Em votação relâmpago, os deputados aprovaram a urgência do projeto que restringe o direito ao aborto seguro. A ideia é mandar para a cadeia quem interromper a gravidez após a 22ª semana. Mesmo nas situações em que a lei permite a prática: estupro, risco à vida da mulher ou anencefalia.

Na mesma quarta-feira, a Comissão de Constituição e Justiça aprovou uma proposta de emenda que criminaliza o porte de qualquer quantidade de droga. O texto dificulta a distinção entre usuário e traficante e abre caminho para aumentar o encarceramento de jovens negros e pobres.

As duas iniciativas seguem a mesma lógica. Tratam questões de saúde pública como casos de polícia. Ignoram estudos e estatísticas para impor bandeiras moralistas e religiosas.

O projeto antiaborto é uma aberração legislativa. A pretexto de defender a vida, pune mulheres e meninas que precisam de proteção e acolhimento. Em caso de estupro, a vítima é submetida a uma dupla violência. Se interromper a gravidez indesejada, fica sujeita a uma pena maior que a de seu algoz.
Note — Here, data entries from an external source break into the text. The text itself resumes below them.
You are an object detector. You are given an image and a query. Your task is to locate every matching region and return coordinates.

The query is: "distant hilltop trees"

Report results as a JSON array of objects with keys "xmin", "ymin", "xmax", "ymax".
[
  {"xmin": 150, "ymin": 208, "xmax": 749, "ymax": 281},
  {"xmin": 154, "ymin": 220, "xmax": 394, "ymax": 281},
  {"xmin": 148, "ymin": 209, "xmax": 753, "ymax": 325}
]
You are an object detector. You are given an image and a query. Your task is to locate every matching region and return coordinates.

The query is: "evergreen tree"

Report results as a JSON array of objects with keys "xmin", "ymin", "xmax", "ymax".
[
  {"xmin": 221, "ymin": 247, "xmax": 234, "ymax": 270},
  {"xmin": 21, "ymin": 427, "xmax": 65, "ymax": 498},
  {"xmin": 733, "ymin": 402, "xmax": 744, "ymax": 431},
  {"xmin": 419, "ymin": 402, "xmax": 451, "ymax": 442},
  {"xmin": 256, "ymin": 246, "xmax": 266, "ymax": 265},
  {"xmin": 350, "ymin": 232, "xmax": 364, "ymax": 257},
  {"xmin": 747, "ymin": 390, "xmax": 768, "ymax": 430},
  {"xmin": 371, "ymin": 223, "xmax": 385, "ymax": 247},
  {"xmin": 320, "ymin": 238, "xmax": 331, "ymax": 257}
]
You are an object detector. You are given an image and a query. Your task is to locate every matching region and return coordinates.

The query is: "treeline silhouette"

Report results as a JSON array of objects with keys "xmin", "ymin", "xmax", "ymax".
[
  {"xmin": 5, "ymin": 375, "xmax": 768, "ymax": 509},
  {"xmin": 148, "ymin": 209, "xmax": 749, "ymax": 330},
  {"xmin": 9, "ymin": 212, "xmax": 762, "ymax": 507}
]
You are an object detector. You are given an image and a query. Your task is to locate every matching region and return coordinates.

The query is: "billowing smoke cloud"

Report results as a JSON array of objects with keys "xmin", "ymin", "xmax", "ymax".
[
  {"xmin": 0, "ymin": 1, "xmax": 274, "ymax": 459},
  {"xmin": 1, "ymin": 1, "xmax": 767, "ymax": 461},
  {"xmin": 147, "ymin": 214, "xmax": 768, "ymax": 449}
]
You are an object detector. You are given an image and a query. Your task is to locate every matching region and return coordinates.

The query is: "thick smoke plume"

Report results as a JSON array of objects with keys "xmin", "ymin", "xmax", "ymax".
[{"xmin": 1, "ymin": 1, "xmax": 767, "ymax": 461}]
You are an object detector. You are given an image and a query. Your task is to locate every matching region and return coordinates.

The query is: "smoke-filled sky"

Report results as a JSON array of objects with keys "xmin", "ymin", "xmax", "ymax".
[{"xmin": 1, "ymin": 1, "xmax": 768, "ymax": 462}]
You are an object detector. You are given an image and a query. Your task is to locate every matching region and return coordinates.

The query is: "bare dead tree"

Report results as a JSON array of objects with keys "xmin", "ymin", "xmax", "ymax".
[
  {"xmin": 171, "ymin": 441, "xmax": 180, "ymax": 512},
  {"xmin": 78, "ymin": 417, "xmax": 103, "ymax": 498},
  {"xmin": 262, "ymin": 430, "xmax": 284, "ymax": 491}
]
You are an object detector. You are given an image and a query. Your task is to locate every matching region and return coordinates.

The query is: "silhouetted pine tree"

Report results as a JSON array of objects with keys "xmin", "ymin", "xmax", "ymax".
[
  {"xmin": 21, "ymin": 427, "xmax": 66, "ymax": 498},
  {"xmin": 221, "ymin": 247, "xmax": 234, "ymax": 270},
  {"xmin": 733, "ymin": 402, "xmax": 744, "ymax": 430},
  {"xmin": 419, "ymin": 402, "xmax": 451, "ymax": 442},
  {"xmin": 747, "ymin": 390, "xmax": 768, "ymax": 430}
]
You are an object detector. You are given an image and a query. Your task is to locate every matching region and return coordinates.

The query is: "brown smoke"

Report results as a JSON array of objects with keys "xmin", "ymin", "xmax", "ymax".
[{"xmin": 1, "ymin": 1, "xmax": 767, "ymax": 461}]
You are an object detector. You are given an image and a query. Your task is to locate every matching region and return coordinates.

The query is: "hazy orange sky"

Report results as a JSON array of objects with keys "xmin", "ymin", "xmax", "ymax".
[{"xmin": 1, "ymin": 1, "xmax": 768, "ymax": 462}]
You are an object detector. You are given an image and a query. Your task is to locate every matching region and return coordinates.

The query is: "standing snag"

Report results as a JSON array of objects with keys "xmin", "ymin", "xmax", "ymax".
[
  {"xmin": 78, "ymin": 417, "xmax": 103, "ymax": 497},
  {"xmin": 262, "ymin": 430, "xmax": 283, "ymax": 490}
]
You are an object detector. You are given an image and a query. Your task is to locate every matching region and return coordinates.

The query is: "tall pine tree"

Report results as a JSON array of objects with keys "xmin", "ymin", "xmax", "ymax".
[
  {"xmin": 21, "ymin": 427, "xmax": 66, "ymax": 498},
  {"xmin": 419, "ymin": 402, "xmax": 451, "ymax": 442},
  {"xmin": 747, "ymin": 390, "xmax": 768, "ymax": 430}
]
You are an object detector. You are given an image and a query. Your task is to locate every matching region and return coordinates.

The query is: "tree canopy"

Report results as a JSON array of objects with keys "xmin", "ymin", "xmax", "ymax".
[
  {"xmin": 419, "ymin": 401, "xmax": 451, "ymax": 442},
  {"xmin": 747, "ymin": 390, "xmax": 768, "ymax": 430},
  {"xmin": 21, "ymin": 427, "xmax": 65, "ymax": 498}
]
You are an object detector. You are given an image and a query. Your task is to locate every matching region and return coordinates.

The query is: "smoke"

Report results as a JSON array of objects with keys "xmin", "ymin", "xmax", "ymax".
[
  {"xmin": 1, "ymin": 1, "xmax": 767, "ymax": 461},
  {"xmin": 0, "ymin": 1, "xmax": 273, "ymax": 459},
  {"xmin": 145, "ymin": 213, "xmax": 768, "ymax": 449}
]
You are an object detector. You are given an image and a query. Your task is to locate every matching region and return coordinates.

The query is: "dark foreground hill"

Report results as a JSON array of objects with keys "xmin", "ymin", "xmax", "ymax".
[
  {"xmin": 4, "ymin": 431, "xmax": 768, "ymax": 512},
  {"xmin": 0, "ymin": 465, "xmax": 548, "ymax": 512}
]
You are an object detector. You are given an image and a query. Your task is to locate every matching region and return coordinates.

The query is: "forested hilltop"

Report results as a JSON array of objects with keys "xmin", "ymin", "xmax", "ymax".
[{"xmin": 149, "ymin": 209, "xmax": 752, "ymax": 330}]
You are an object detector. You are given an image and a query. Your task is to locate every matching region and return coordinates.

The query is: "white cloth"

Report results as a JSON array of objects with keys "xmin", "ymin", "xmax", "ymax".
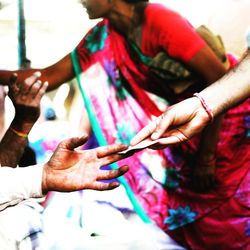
[
  {"xmin": 0, "ymin": 201, "xmax": 44, "ymax": 250},
  {"xmin": 0, "ymin": 165, "xmax": 44, "ymax": 211},
  {"xmin": 41, "ymin": 191, "xmax": 186, "ymax": 250}
]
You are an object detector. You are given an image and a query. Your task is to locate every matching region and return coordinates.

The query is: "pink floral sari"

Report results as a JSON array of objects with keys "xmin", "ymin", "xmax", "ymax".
[{"xmin": 71, "ymin": 19, "xmax": 250, "ymax": 249}]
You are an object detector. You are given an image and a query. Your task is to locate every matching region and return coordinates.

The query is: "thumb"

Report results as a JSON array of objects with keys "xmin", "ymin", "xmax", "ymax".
[
  {"xmin": 61, "ymin": 134, "xmax": 89, "ymax": 150},
  {"xmin": 9, "ymin": 73, "xmax": 18, "ymax": 86}
]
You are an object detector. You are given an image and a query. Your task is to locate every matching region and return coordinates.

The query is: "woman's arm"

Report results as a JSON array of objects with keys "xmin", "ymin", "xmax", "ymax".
[
  {"xmin": 199, "ymin": 51, "xmax": 250, "ymax": 115},
  {"xmin": 186, "ymin": 44, "xmax": 227, "ymax": 190},
  {"xmin": 187, "ymin": 45, "xmax": 227, "ymax": 84},
  {"xmin": 187, "ymin": 44, "xmax": 227, "ymax": 153},
  {"xmin": 131, "ymin": 51, "xmax": 250, "ymax": 146},
  {"xmin": 0, "ymin": 54, "xmax": 74, "ymax": 91}
]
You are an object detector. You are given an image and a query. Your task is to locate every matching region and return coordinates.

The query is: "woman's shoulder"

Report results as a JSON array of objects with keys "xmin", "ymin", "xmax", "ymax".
[
  {"xmin": 145, "ymin": 3, "xmax": 182, "ymax": 19},
  {"xmin": 144, "ymin": 3, "xmax": 187, "ymax": 30}
]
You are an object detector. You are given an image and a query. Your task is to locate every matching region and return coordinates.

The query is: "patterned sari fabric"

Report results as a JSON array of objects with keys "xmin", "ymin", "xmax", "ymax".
[{"xmin": 72, "ymin": 19, "xmax": 250, "ymax": 249}]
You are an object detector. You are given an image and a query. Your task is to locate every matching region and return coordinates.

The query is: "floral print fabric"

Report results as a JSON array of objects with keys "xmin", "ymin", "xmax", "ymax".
[{"xmin": 73, "ymin": 19, "xmax": 250, "ymax": 249}]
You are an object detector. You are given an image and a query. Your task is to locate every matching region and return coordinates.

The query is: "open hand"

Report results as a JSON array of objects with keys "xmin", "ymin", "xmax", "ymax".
[{"xmin": 42, "ymin": 136, "xmax": 129, "ymax": 193}]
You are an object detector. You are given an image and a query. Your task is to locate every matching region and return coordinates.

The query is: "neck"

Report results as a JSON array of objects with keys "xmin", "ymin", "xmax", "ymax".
[{"xmin": 107, "ymin": 2, "xmax": 144, "ymax": 36}]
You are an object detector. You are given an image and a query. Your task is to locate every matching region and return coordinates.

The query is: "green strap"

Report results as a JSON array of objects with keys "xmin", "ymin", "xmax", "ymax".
[
  {"xmin": 128, "ymin": 41, "xmax": 152, "ymax": 66},
  {"xmin": 71, "ymin": 49, "xmax": 151, "ymax": 223}
]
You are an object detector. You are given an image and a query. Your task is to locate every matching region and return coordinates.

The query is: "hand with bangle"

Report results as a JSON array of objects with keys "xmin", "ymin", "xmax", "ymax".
[
  {"xmin": 130, "ymin": 93, "xmax": 213, "ymax": 147},
  {"xmin": 8, "ymin": 72, "xmax": 48, "ymax": 137},
  {"xmin": 0, "ymin": 72, "xmax": 48, "ymax": 167}
]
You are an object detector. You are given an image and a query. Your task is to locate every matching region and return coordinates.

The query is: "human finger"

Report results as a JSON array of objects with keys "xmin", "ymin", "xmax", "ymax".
[
  {"xmin": 28, "ymin": 80, "xmax": 43, "ymax": 97},
  {"xmin": 130, "ymin": 121, "xmax": 157, "ymax": 146},
  {"xmin": 24, "ymin": 71, "xmax": 41, "ymax": 87},
  {"xmin": 9, "ymin": 73, "xmax": 18, "ymax": 86},
  {"xmin": 99, "ymin": 152, "xmax": 128, "ymax": 166},
  {"xmin": 151, "ymin": 129, "xmax": 189, "ymax": 146},
  {"xmin": 89, "ymin": 181, "xmax": 120, "ymax": 191},
  {"xmin": 59, "ymin": 135, "xmax": 89, "ymax": 151},
  {"xmin": 97, "ymin": 165, "xmax": 129, "ymax": 180},
  {"xmin": 20, "ymin": 71, "xmax": 41, "ymax": 94},
  {"xmin": 8, "ymin": 73, "xmax": 19, "ymax": 94},
  {"xmin": 33, "ymin": 81, "xmax": 48, "ymax": 99},
  {"xmin": 96, "ymin": 144, "xmax": 128, "ymax": 158},
  {"xmin": 38, "ymin": 81, "xmax": 48, "ymax": 97},
  {"xmin": 151, "ymin": 112, "xmax": 174, "ymax": 140}
]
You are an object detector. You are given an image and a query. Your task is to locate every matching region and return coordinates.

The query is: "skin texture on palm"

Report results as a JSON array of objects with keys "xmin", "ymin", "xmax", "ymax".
[{"xmin": 42, "ymin": 136, "xmax": 129, "ymax": 193}]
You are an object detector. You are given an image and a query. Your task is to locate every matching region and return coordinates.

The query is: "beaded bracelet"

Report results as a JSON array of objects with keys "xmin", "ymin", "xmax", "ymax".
[
  {"xmin": 193, "ymin": 93, "xmax": 214, "ymax": 122},
  {"xmin": 10, "ymin": 127, "xmax": 29, "ymax": 138}
]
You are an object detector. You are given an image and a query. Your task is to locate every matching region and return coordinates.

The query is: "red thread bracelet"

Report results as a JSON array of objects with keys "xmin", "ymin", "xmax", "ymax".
[
  {"xmin": 10, "ymin": 127, "xmax": 28, "ymax": 138},
  {"xmin": 193, "ymin": 93, "xmax": 214, "ymax": 122}
]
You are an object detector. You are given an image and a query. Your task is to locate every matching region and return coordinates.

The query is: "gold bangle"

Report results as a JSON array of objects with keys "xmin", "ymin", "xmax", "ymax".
[{"xmin": 10, "ymin": 127, "xmax": 28, "ymax": 138}]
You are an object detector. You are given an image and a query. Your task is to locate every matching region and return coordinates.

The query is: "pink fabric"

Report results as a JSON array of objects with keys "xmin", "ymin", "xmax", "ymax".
[{"xmin": 73, "ymin": 4, "xmax": 250, "ymax": 249}]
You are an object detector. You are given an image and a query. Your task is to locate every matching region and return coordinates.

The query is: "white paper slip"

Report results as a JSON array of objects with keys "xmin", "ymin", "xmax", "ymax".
[{"xmin": 118, "ymin": 138, "xmax": 163, "ymax": 154}]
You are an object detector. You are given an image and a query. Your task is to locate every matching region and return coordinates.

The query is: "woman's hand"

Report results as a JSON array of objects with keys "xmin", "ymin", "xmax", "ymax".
[{"xmin": 130, "ymin": 97, "xmax": 210, "ymax": 148}]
A ideia foi apresentada pelo deputado Sóstenes Cavalcante, prócer da frente evangélica. Ele é ligado a Silas Malafaia, dublê de pastor e animador de comícios bolsonaristas.

A PEC das Drogas não nasceu na igreja. Foi gestada no Senado para constranger o Supremo, que julga a descriminalização do porte de maconha. Seu relator na Câmara é o notório Ricardo Salles, que se uniu à bancada da bala para passar novas boiadas.

Os apóstolos do obscurantismo são muitos, mas não têm força para impor sua agenda. Dependem da ajuda de Arthur Lira, como se viu nesta quarta. O chefão da Câmara tabelou com a extrema direita por razões pouco religiosas. Quer apoio para fazer o sucessor e emparedar o governo, não necessariamente nesta ordem.

Impedir o aborto após o estupro deixaria a legislação brasileira tão retrógrada quanto a do Afeganistão, conhecido por violar direitos das mulheres. Como o Brasil ainda não virou uma teocracia, a ideia tende a acabar na gaveta. Para seus defensores, já valeu a pena. Movimentou as redes e produziu munição para as eleições municipais.

O caso também expôs a omissão do Planalto, que não quis enfrentar a ofensiva reacionária. O líder na Câmara chegou a dizer que o problema era “do Parlamento, não do governo”. Com a repercussão negativa e a pressão das ruas, a turma se viu obrigada a descer do muro. Tarde demais: a marcha do atraso já havia avançado.